In 2002's Unfaithful Diane Lane meets a handsome Frenchman in a Hollywood-contrived New York City rainstorm, becomes infatuated and initiates a lurid (and oh-my-God-hot) affair. After ninety minutes of sweaty lovemaking in stairwells, Soho lofts and café restrooms Lane is guilt-ridden and decides to call it quits. But not before her husband Richard Gere finds out, confronts the lover and murders him, neatly disposing of his body in broad-daylight.
That's one way to end an affair.
For those of us without a Los Angeles screenwriter scripting our lives, disentangling oneself from an extramarital—or any other "extra-"—affair can be painful, awkward and emotionally exhausting. How do you know that you're making the right choice? What if your feelings for your lover are stronger than those for your spouse? Is it possible to move on in a relationship after a potentially devastating affair? And then there's the big question: Do you, or do you not come clean?
Mira Kirshenbaum, psychologist, relationship expert and author of the recently published When Good People Cheat: Inside the Hearts and Minds of People in Two Relationships says, "if you have ended an affair and made a decision to return to your marriage and work on it, it is a mistake to tell your spouse that you've cheated."
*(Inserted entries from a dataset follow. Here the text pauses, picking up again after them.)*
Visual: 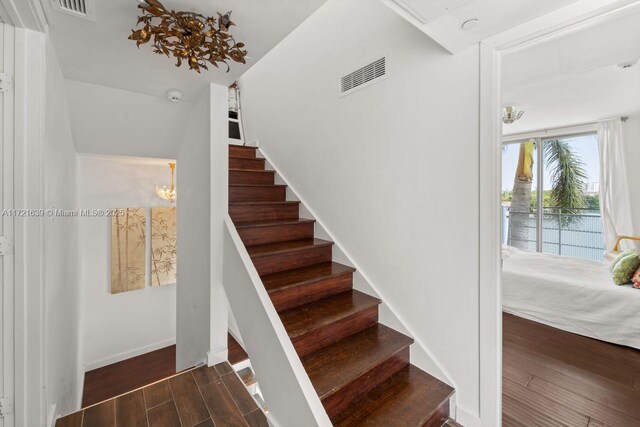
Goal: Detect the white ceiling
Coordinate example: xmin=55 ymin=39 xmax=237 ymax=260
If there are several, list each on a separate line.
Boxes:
xmin=502 ymin=9 xmax=640 ymax=134
xmin=381 ymin=0 xmax=588 ymax=53
xmin=66 ymin=80 xmax=195 ymax=159
xmin=41 ymin=0 xmax=326 ymax=102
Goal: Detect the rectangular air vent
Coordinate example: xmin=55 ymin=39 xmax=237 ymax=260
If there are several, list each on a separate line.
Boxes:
xmin=340 ymin=56 xmax=387 ymax=96
xmin=51 ymin=0 xmax=95 ymax=21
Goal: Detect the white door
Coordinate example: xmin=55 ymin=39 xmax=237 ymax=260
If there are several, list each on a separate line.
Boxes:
xmin=0 ymin=22 xmax=14 ymax=427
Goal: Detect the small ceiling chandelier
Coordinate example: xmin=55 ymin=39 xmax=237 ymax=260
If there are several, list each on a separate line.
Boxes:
xmin=129 ymin=0 xmax=247 ymax=73
xmin=502 ymin=105 xmax=524 ymax=125
xmin=156 ymin=163 xmax=178 ymax=203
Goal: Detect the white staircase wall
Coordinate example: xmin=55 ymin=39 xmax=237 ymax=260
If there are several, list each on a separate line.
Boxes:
xmin=240 ymin=0 xmax=480 ymax=425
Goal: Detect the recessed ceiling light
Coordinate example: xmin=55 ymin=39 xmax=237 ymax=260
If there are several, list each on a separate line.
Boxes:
xmin=462 ymin=18 xmax=480 ymax=30
xmin=167 ymin=89 xmax=182 ymax=102
xmin=618 ymin=61 xmax=638 ymax=70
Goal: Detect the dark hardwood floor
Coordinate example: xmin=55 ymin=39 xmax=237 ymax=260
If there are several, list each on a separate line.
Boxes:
xmin=503 ymin=314 xmax=640 ymax=427
xmin=56 ymin=362 xmax=269 ymax=427
xmin=82 ymin=335 xmax=248 ymax=408
xmin=229 ymin=146 xmax=453 ymax=427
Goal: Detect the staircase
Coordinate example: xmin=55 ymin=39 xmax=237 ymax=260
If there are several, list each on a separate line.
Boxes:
xmin=229 ymin=145 xmax=453 ymax=427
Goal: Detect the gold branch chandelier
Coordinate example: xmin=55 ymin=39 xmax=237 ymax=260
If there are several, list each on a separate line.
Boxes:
xmin=156 ymin=163 xmax=178 ymax=203
xmin=129 ymin=0 xmax=247 ymax=73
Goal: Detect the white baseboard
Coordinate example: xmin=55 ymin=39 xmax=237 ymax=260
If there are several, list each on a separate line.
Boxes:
xmin=456 ymin=406 xmax=482 ymax=427
xmin=207 ymin=350 xmax=229 ymax=366
xmin=84 ymin=338 xmax=176 ymax=372
xmin=47 ymin=403 xmax=58 ymax=427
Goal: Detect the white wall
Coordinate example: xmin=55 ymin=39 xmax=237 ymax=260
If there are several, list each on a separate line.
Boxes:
xmin=240 ymin=0 xmax=479 ymax=425
xmin=67 ymin=80 xmax=192 ymax=158
xmin=176 ymin=93 xmax=211 ymax=370
xmin=78 ymin=155 xmax=179 ymax=370
xmin=43 ymin=34 xmax=82 ymax=422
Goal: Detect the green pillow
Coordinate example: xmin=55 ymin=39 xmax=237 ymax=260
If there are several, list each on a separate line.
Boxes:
xmin=611 ymin=249 xmax=640 ymax=285
xmin=609 ymin=249 xmax=640 ymax=272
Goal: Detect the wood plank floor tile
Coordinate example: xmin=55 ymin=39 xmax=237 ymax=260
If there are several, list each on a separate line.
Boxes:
xmin=147 ymin=400 xmax=182 ymax=427
xmin=214 ymin=362 xmax=233 ymax=376
xmin=82 ymin=334 xmax=249 ymax=408
xmin=222 ymin=372 xmax=258 ymax=415
xmin=169 ymin=372 xmax=209 ymax=427
xmin=82 ymin=346 xmax=176 ymax=407
xmin=200 ymin=380 xmax=248 ymax=427
xmin=143 ymin=380 xmax=173 ymax=409
xmin=503 ymin=314 xmax=640 ymax=427
xmin=502 ymin=393 xmax=564 ymax=427
xmin=503 ymin=379 xmax=589 ymax=427
xmin=244 ymin=409 xmax=269 ymax=427
xmin=116 ymin=390 xmax=147 ymax=427
xmin=192 ymin=366 xmax=220 ymax=387
xmin=82 ymin=399 xmax=116 ymax=427
xmin=503 ymin=349 xmax=640 ymax=419
xmin=527 ymin=377 xmax=640 ymax=426
xmin=56 ymin=411 xmax=83 ymax=427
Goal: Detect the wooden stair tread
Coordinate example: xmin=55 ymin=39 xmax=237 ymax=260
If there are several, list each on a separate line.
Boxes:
xmin=247 ymin=239 xmax=333 ymax=257
xmin=332 ymin=365 xmax=453 ymax=427
xmin=302 ymin=323 xmax=413 ymax=399
xmin=229 ymin=184 xmax=287 ymax=188
xmin=229 ymin=200 xmax=300 ymax=206
xmin=262 ymin=262 xmax=356 ymax=292
xmin=229 ymin=156 xmax=265 ymax=162
xmin=233 ymin=218 xmax=316 ymax=228
xmin=229 ymin=168 xmax=276 ymax=173
xmin=280 ymin=290 xmax=380 ymax=338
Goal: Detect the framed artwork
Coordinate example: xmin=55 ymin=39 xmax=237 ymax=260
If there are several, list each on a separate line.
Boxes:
xmin=111 ymin=208 xmax=147 ymax=294
xmin=151 ymin=207 xmax=177 ymax=287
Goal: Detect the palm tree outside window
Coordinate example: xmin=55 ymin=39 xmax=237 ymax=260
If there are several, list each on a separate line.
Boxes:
xmin=502 ymin=133 xmax=604 ymax=261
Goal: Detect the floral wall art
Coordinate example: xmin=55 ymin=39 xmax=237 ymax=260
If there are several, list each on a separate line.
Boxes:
xmin=151 ymin=207 xmax=177 ymax=286
xmin=111 ymin=208 xmax=147 ymax=294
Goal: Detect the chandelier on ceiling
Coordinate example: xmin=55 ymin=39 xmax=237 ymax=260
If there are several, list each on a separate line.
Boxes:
xmin=156 ymin=163 xmax=178 ymax=203
xmin=502 ymin=105 xmax=524 ymax=125
xmin=129 ymin=0 xmax=247 ymax=73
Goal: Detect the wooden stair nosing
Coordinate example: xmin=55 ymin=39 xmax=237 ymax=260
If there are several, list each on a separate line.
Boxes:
xmin=247 ymin=238 xmax=333 ymax=258
xmin=280 ymin=290 xmax=381 ymax=340
xmin=229 ymin=184 xmax=288 ymax=188
xmin=301 ymin=323 xmax=413 ymax=399
xmin=262 ymin=262 xmax=356 ymax=293
xmin=331 ymin=365 xmax=454 ymax=427
xmin=228 ymin=145 xmax=258 ymax=159
xmin=233 ymin=218 xmax=316 ymax=229
xmin=229 ymin=168 xmax=276 ymax=174
xmin=229 ymin=200 xmax=300 ymax=207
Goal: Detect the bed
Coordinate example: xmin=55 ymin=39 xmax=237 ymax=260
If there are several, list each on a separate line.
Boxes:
xmin=502 ymin=246 xmax=640 ymax=349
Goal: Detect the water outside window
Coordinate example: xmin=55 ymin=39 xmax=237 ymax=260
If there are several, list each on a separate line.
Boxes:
xmin=502 ymin=134 xmax=604 ymax=261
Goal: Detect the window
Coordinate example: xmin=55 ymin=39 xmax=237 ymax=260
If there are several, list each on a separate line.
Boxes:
xmin=502 ymin=133 xmax=604 ymax=261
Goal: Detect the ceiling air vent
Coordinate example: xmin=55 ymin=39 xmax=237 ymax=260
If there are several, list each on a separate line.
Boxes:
xmin=51 ymin=0 xmax=95 ymax=21
xmin=340 ymin=57 xmax=387 ymax=96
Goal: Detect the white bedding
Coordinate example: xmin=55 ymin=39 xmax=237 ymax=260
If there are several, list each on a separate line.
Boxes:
xmin=502 ymin=247 xmax=640 ymax=349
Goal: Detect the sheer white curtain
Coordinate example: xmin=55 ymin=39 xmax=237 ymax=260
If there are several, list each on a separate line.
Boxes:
xmin=598 ymin=119 xmax=639 ymax=253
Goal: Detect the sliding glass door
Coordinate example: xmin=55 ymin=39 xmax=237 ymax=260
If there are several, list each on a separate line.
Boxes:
xmin=502 ymin=134 xmax=604 ymax=261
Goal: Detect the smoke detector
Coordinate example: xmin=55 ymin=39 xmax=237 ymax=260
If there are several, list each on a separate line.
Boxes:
xmin=167 ymin=89 xmax=182 ymax=102
xmin=461 ymin=18 xmax=480 ymax=30
xmin=49 ymin=0 xmax=96 ymax=21
xmin=618 ymin=60 xmax=638 ymax=70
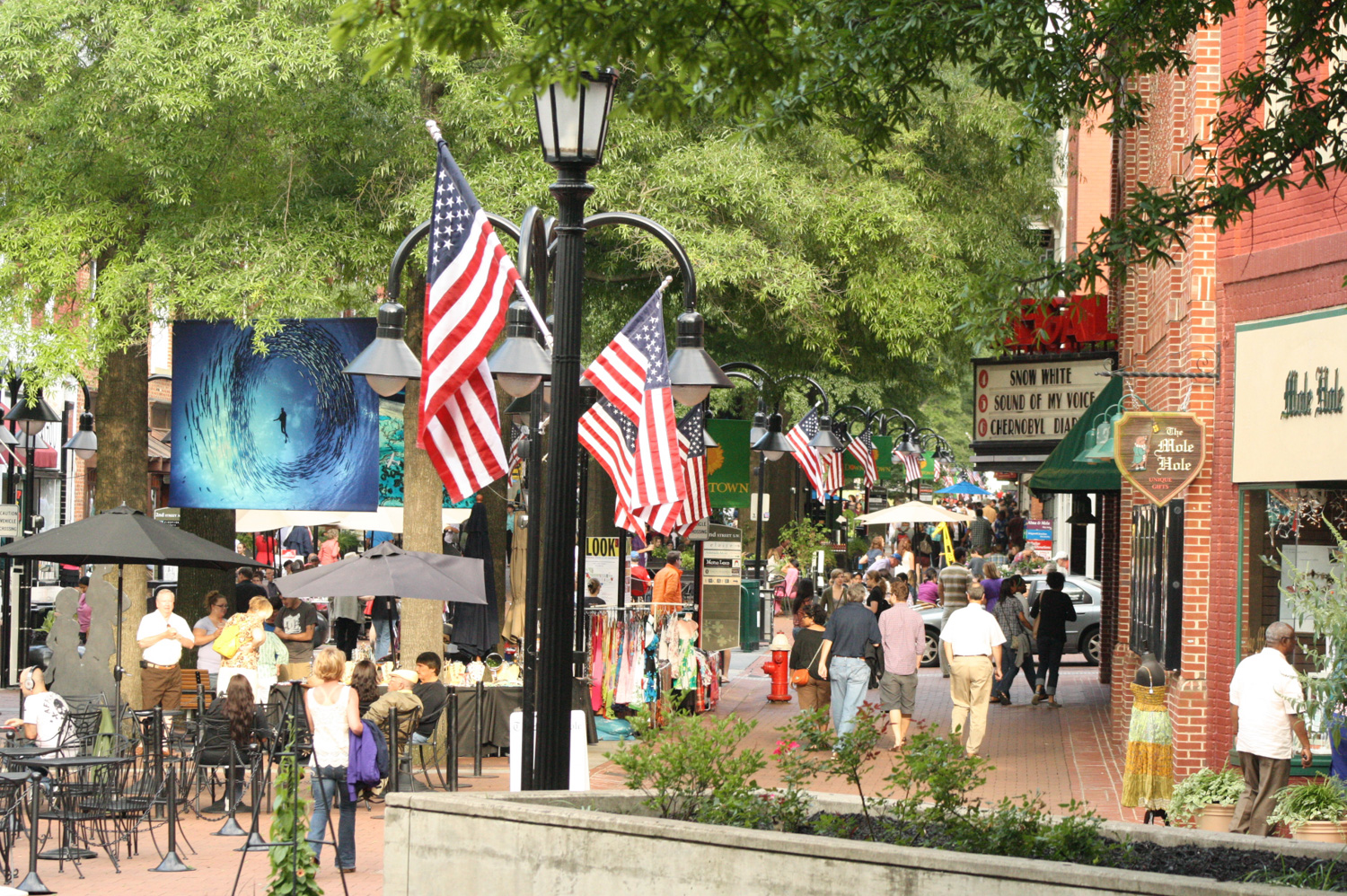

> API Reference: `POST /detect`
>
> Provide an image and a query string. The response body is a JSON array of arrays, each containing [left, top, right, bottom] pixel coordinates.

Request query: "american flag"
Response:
[[819, 449, 845, 495], [894, 452, 921, 482], [578, 398, 646, 535], [508, 423, 528, 470], [584, 285, 687, 525], [674, 404, 711, 533], [786, 407, 829, 495], [417, 140, 519, 501], [846, 423, 880, 488]]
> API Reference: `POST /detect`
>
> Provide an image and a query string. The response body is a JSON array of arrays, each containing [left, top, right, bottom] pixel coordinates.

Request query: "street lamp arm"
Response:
[[384, 212, 519, 302], [776, 373, 830, 417], [585, 212, 700, 311]]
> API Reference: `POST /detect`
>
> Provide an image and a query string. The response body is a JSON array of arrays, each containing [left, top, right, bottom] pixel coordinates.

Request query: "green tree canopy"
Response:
[[333, 0, 1347, 311]]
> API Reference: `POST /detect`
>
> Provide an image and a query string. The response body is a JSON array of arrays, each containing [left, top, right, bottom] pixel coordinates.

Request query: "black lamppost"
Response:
[[4, 388, 60, 663]]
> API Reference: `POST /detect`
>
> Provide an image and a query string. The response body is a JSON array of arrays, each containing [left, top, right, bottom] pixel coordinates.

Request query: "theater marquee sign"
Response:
[[1231, 307, 1347, 484]]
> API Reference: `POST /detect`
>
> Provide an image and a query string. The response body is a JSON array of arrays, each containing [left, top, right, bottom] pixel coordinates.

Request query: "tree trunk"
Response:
[[401, 275, 445, 668], [94, 335, 150, 706], [479, 469, 511, 651], [175, 506, 234, 665]]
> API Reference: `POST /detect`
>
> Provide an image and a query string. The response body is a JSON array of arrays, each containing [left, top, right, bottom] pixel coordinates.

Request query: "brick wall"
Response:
[[1110, 30, 1220, 775], [1106, 1, 1347, 776]]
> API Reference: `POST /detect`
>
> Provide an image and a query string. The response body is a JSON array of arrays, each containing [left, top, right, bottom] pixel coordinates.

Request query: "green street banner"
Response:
[[706, 420, 753, 508]]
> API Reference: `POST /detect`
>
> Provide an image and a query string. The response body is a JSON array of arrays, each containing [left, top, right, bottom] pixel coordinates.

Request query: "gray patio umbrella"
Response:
[[277, 541, 487, 603], [0, 504, 269, 707]]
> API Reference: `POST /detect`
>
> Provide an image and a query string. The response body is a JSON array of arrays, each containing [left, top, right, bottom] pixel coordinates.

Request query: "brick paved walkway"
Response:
[[593, 625, 1141, 821]]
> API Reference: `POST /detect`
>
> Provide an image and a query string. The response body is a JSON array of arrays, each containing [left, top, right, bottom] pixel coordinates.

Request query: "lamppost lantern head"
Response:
[[535, 69, 617, 169], [4, 390, 61, 435], [810, 414, 846, 450], [61, 411, 99, 461], [342, 302, 420, 398], [670, 312, 733, 407], [752, 414, 795, 461], [487, 299, 552, 399]]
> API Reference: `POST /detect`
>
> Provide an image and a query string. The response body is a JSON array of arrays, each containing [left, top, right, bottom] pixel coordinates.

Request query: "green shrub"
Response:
[[1169, 768, 1245, 824], [1268, 777, 1347, 830]]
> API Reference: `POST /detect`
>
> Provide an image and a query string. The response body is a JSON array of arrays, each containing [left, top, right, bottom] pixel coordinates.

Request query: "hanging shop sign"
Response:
[[1024, 520, 1052, 560], [973, 356, 1113, 444], [1113, 411, 1207, 506], [706, 420, 753, 508], [585, 536, 622, 606], [700, 523, 744, 654], [1231, 307, 1347, 482]]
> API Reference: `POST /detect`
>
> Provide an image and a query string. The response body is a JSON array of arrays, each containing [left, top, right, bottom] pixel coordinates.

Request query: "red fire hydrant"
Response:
[[762, 632, 791, 703]]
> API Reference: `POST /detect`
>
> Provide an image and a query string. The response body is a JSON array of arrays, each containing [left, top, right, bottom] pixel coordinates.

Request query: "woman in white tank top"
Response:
[[304, 646, 365, 874]]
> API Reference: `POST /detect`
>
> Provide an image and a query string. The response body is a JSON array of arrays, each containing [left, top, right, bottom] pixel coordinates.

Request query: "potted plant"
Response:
[[1169, 768, 1245, 831], [1268, 777, 1347, 843]]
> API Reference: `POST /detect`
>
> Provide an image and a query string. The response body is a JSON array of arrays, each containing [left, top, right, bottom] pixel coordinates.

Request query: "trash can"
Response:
[[740, 578, 762, 651]]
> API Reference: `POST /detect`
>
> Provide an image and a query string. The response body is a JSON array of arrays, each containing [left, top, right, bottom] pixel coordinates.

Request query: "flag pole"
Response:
[[426, 119, 555, 352]]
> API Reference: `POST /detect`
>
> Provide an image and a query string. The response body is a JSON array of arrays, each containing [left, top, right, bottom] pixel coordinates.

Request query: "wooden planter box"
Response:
[[384, 792, 1342, 896]]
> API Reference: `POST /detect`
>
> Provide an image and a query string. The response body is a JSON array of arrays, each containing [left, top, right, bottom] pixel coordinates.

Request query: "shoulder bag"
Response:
[[791, 641, 823, 687], [210, 622, 239, 659]]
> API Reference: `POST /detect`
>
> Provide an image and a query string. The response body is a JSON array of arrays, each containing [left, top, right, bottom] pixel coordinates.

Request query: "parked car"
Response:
[[920, 574, 1104, 665]]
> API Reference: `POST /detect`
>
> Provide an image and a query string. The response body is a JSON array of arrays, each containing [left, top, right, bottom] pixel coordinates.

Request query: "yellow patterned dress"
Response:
[[1122, 684, 1175, 810]]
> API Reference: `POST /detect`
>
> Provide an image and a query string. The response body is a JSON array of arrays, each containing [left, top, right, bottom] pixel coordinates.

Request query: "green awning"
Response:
[[1029, 376, 1122, 492]]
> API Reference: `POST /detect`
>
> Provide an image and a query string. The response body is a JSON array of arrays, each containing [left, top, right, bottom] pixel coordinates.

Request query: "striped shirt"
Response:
[[940, 563, 973, 606], [880, 603, 926, 675]]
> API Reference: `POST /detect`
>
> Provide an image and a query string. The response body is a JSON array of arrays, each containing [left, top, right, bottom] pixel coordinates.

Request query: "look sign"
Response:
[[1113, 412, 1207, 506]]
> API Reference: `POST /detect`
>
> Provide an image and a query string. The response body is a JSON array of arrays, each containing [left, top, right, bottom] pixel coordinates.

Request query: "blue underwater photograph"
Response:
[[170, 318, 379, 511]]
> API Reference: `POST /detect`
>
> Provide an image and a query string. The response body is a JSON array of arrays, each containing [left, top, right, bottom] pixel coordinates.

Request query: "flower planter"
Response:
[[383, 791, 1342, 896], [1290, 821, 1347, 843], [1193, 803, 1236, 832]]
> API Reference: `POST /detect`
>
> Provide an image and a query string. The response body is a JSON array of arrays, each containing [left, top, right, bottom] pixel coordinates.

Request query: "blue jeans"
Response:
[[991, 641, 1034, 699], [1039, 637, 1067, 697], [309, 765, 356, 867], [374, 619, 393, 662], [829, 656, 870, 737]]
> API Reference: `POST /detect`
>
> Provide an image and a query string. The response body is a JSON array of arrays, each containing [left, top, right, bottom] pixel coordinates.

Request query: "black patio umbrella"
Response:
[[0, 504, 267, 707], [277, 541, 487, 603], [450, 501, 501, 656]]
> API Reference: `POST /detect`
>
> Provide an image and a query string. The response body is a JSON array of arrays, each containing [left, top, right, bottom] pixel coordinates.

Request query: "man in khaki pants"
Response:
[[940, 584, 1007, 756]]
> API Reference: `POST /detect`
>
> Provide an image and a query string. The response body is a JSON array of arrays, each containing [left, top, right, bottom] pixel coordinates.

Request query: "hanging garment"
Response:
[[1122, 684, 1175, 808]]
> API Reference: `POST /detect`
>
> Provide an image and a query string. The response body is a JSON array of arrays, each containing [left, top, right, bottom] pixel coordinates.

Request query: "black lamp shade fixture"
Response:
[[61, 411, 99, 461], [670, 312, 732, 407], [506, 398, 533, 426], [751, 414, 795, 461], [536, 69, 617, 167], [342, 302, 420, 398], [810, 414, 846, 450], [487, 299, 552, 399], [4, 390, 61, 435], [749, 399, 767, 447]]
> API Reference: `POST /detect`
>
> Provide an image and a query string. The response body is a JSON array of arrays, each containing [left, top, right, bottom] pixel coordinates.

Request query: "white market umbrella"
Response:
[[234, 511, 342, 532], [333, 506, 473, 532], [854, 501, 973, 525]]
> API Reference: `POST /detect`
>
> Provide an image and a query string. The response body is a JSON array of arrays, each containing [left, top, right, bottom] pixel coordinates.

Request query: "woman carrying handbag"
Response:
[[789, 603, 832, 726]]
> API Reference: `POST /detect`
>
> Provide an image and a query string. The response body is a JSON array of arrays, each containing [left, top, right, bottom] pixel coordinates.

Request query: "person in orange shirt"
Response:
[[651, 551, 683, 619]]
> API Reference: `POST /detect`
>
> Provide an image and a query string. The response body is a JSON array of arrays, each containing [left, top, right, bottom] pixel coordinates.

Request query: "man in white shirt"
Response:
[[136, 587, 197, 708], [1230, 622, 1311, 837], [940, 584, 1007, 756], [5, 665, 80, 756]]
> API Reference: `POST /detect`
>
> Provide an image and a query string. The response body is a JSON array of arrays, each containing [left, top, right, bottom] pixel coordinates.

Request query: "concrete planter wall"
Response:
[[384, 794, 1342, 896]]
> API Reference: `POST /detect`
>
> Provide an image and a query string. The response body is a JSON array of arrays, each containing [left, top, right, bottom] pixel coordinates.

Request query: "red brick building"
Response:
[[1106, 7, 1347, 775]]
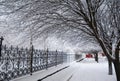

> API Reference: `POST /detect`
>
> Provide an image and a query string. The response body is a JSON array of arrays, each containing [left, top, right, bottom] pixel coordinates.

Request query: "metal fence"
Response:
[[0, 46, 68, 81]]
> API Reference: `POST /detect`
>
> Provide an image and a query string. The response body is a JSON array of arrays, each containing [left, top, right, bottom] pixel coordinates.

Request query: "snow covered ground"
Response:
[[12, 59, 116, 81]]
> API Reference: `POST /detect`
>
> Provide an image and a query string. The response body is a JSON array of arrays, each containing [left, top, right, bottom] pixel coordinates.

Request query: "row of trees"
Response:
[[0, 0, 120, 81]]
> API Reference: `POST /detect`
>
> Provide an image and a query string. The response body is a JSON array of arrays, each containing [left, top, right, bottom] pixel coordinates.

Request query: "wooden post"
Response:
[[30, 45, 33, 75], [46, 49, 48, 69], [0, 36, 4, 57]]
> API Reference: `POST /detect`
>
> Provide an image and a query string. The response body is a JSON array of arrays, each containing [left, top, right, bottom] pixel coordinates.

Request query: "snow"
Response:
[[12, 58, 117, 81]]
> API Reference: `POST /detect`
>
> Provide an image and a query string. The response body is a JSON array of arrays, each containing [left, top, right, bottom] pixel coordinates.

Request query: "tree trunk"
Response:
[[113, 61, 120, 81], [95, 54, 98, 63], [108, 59, 113, 75]]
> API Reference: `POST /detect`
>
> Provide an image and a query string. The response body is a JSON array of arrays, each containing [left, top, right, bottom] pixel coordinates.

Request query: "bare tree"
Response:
[[2, 0, 120, 81]]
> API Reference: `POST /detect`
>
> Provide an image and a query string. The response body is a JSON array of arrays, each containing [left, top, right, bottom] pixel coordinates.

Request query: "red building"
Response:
[[86, 54, 93, 58]]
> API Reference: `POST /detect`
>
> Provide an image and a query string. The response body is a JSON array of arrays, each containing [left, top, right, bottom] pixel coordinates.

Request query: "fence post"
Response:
[[30, 45, 34, 75], [45, 49, 49, 69], [55, 50, 58, 66], [0, 36, 4, 57]]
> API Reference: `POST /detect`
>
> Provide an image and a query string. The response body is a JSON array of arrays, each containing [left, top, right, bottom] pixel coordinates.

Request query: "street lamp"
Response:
[[0, 36, 4, 57]]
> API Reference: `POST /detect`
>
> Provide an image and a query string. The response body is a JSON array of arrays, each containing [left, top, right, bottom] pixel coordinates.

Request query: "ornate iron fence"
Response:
[[0, 46, 68, 81]]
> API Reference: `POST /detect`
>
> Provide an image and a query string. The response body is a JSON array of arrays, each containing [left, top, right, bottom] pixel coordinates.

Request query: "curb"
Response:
[[37, 66, 69, 81]]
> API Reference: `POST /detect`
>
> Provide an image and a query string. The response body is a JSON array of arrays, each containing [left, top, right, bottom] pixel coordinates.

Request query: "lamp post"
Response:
[[0, 36, 4, 57]]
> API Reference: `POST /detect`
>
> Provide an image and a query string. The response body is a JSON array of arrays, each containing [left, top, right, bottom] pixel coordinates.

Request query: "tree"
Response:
[[0, 0, 120, 81], [53, 0, 120, 81]]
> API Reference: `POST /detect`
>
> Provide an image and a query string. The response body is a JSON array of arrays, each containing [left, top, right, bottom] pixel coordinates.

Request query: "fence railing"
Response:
[[0, 46, 69, 81]]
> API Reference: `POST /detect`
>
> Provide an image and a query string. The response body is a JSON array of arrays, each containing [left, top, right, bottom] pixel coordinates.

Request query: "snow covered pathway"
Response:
[[43, 59, 116, 81], [12, 59, 117, 81]]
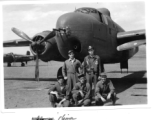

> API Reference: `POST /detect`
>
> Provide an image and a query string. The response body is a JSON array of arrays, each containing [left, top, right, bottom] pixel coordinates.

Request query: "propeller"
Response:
[[12, 28, 56, 81]]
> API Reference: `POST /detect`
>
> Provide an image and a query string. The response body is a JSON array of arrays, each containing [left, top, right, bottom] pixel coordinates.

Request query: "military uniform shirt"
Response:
[[72, 82, 91, 100], [62, 59, 81, 77]]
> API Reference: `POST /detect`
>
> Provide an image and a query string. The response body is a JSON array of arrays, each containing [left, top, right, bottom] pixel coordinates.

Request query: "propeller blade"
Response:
[[35, 53, 39, 81], [40, 31, 56, 44], [12, 28, 33, 43]]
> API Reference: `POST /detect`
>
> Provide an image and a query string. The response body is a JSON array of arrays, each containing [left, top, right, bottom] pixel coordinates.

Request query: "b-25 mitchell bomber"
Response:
[[3, 7, 146, 80]]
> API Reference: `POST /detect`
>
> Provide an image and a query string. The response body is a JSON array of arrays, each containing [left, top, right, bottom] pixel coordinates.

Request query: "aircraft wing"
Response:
[[4, 53, 34, 63], [3, 39, 30, 47], [117, 30, 146, 51]]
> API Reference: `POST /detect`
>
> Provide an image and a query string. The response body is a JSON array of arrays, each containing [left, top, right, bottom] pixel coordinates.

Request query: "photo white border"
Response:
[[0, 0, 152, 117]]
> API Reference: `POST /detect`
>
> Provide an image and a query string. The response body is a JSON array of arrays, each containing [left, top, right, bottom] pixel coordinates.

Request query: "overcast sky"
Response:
[[2, 1, 145, 54]]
To be honest, secrecy has always been this writer's policy on cheating, ever since I kissed my best friend's brother on the sixth-grade field trip. If nothing in your relationship is going to change as a result of an affair, if you plan to go back and be the best possible girlfriend you can be, what's the point of effing up a good thing? But Kirshenbaum's affirmation is nevertheless comforting: "All it would accomplish is adding a boatload of anger and mistrust to an already iffy relationship." Well said.
Ok, so you've decided not to tell. You want your relationship to work out, and you're willing to put in the time to make it happen. But what about the reason you cheated in the first place? What was lacking in your relationship that made your eyes wander and your Amex bill rack up hotel bills? I asked Kirshenbaum how she recommends talking to your partner about feelings of being sexually or emotionally unfulfilled.
"Instead of telling your spouse you've cheated, you can tell your spouse that you have an unmet need," she explains, and "that it is absolutely crucial that the two of you work at finding ways to meet that need, and that you are scared of what will happen if you don't find ways to satisfy this need." While this may not be the most comfortable conversation, especially after you've strayed, Kirshenbaum has an excellent point: communication, key in any relationship, is absolutely crucial in mending the wounds that an affair can create.
That said, lingering feelings of guilt have the potential to gnaw away at even the most ambitious of reformed cheaters. I say accept your actions and move on if you're truly committed to ending the affair for good. Kirshenbaum concurs. "If your spouse doesn't know, deal with your guilt by being the best partner you can possibly be." In other words, put on your Girlfriend-of-the-Year costume and don’t take it off.
All this assumes that you're ending your affair by choice, and not because your Richard Gere is currently catching the express train downtown to off your lover. If you've been caught red-handed (or panties-down as the case may be) ending an affair is an entirely different ballgame. Kirshenbaum offers this advice: "Deal with your guilt by helping your spouse deal with [his or her] fear, anger, and humiliation. This means a lot of listening, more than you may have ever imagined possible."